[random notes: remembering]

[random notes: remembering]

This blog post has been inspired by Dusty Rayburn’s post “Remembering the Miracles.” Click here to check it out.

I started writing a comment on Dusty’s blog and taken 5 years back in time. My first blog… The thing that helped me on so many levels.

One of the reasons was to just to be cool. Yeah, I like technology and like being ahead. Not saying that I am by far a professional, but this is what I like.

Another reason was to have the blog as Pensieve. Those who have read Harry Potter are familiar with that term – it was a bowl that Albus Dumbledore had where he kept his memories. It allowed him to “record” a memory which you could then physically re-visit afterwards and experience everything anew.

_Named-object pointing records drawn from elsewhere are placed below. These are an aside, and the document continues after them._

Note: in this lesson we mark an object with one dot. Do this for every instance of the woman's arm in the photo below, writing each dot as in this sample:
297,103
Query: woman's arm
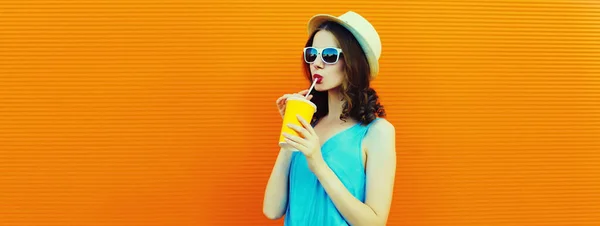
276,193
381,170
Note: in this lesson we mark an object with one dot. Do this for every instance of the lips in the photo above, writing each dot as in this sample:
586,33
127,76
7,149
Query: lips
318,77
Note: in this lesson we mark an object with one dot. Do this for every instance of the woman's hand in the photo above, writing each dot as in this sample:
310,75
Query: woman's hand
308,144
281,102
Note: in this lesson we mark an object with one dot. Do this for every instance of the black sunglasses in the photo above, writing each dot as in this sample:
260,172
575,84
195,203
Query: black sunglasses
329,55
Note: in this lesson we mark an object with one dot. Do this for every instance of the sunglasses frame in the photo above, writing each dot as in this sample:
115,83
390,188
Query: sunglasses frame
319,51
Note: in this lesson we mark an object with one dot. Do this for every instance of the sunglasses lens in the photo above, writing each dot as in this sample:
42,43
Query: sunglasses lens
330,55
310,55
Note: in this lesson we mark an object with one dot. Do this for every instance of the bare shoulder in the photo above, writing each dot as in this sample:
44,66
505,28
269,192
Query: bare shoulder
381,129
381,135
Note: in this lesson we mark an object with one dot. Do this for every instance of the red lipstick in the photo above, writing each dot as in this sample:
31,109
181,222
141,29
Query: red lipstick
318,77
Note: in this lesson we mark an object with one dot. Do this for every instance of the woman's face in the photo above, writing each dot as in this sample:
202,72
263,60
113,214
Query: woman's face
332,74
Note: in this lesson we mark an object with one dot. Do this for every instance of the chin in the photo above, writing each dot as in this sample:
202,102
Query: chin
321,88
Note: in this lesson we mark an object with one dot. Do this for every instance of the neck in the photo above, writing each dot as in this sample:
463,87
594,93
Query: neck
335,103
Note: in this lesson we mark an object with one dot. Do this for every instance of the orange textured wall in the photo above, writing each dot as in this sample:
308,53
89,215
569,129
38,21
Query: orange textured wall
162,112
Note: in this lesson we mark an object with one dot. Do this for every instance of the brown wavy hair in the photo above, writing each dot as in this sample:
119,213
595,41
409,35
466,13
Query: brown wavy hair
361,102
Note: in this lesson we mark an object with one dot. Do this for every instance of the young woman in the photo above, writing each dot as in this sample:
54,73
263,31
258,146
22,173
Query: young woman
343,173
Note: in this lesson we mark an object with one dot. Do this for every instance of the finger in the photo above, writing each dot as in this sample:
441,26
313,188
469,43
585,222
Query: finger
296,139
279,100
295,145
303,92
300,130
306,125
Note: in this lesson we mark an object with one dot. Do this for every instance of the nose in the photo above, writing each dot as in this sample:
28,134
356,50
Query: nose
318,63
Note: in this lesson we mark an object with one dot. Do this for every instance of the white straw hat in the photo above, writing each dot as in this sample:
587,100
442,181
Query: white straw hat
362,30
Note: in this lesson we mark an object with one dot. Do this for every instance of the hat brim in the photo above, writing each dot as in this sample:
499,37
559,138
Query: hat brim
317,20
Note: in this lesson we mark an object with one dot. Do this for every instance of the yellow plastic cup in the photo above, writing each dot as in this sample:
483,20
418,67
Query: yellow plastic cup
296,105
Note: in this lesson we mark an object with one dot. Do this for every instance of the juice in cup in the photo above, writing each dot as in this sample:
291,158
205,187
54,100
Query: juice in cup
296,105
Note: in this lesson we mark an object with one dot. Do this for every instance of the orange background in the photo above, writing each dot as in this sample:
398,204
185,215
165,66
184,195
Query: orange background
162,112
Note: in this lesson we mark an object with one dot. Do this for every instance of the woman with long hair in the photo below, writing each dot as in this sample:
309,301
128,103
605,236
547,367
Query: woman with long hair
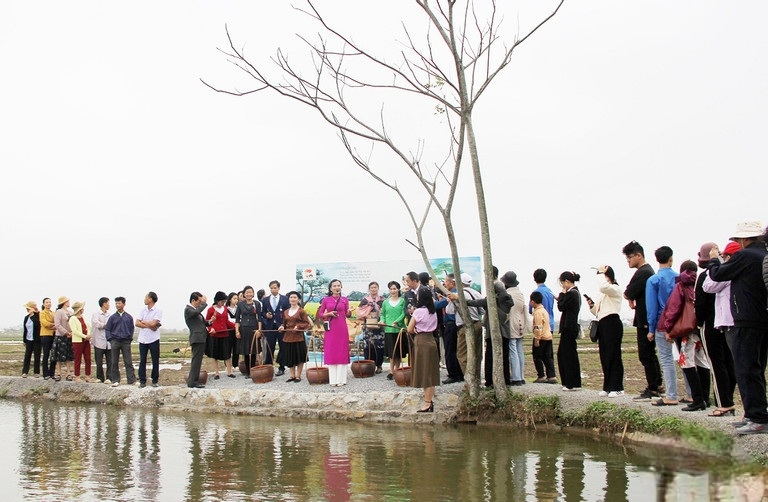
31,337
295,323
47,328
425,372
248,326
217,346
62,341
569,304
392,319
81,341
368,313
692,359
334,310
232,300
610,331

Human memory isn’t perfect. We tend to forget the lessons we have learned, the great times that we had, or the trials we have lived through.

Some might counter me by saying “some parts of life are better forgotten.”

REALLY?

A quote I have read from the book I finished yesterday…

[The missionary] told me that my past was not something God wanted to amputate. He wanted to cast a new light on it so that my life could have a new meaning. He wanted to restore it so it would become useful to Him and to others. If I tried to deny that shadow in my life, the truth of it would be useful to no one.

KISS by Ted Dekker and Erin Healy

I choose to remember it all. Good times as well as the bad ones.

He comes alongside us when we go through hard times, and before you know it, he brings us alongside someone else who is going through hard times so that we can be there for that person just as God was there for us. We have plenty of hard times that come from following the Messiah, but no more so than the good times of his healing comfort—we get a full measure of that, too.

2 Corinthians 1:4-5, the Message

Something I usually wish people… “Lots of sunshine in your life and just a tad of rain to enjoy the Sun coming back.”

Do you think some memories are better to be forgotten?

  • I think that our heart can be so wounded, that it wishes it could forget, but it can not. For some, this desire is so strong that they develop some method of disassociation to help "forget", but the truth is that even then, there is part of them that still remembers.

    So, then – what do we do about these hurtful memories? Embrace them. Crazy as it sounds, we should – but the only way we can do that is to do just as Dekker says – to re-frame them in terms of God's graceful redemption of our past.

    Good stuff Z.

    • Embrace them – yep. it does sound crazy, but i agree completely (i never said i wasn't crazy))))…

      makes me think of the Dune and Muad Dib's phrase (well, he was still Paul Atreides back then…)

      "Fear is the mind killer. I will face my fear and it will pass through me and when it is gone there will be nothing only I will remain."

      in our case, God remains and we remain in Him. and hurts become truly memories that we can use to encourage others.

  • Thank you for referencing my post! I love the quote from Ted Dekker's book. It has been a truth of my life.

    When I was fleeing from God in my late teens, I fled right into trouble…addictions (more than one), sex, lies, etc… In my flight I created a hell on earth for myself. God rescued me from that. Today as I walk with Him, my past enables me to serve in the present to minister to people in similar circumstances. I am not proud of what I did or how I lived, but God has used even that for His glory.
    My recent post Remembering the Miracles

    • you're welcome, Dusty. that was a great post indeed.

      Dekker's great. there are often times when i am tempted to underline half a page because it just…. his writing, his words, his style… so totally reaches me. his Martyr's Song series is one of the best series ever that i have read… that and of course Black / Red / White…. made me take a second look at what i believe, why i believe, and how i believe.

  • i suppose there are lots of things i'd like to forget. but the pain of those events serve to remind me of the beauty of my position in Christ today. i stand in grace, yet am witness to all that was me when i fled from the hands of God.

    if i could keep the pain of that which i've endured, without remembering specific events and details, i would. but i don't feel this is an option. so i'll hold on to all of it, and be all the more thankful for what God has done, and is doing, in my life.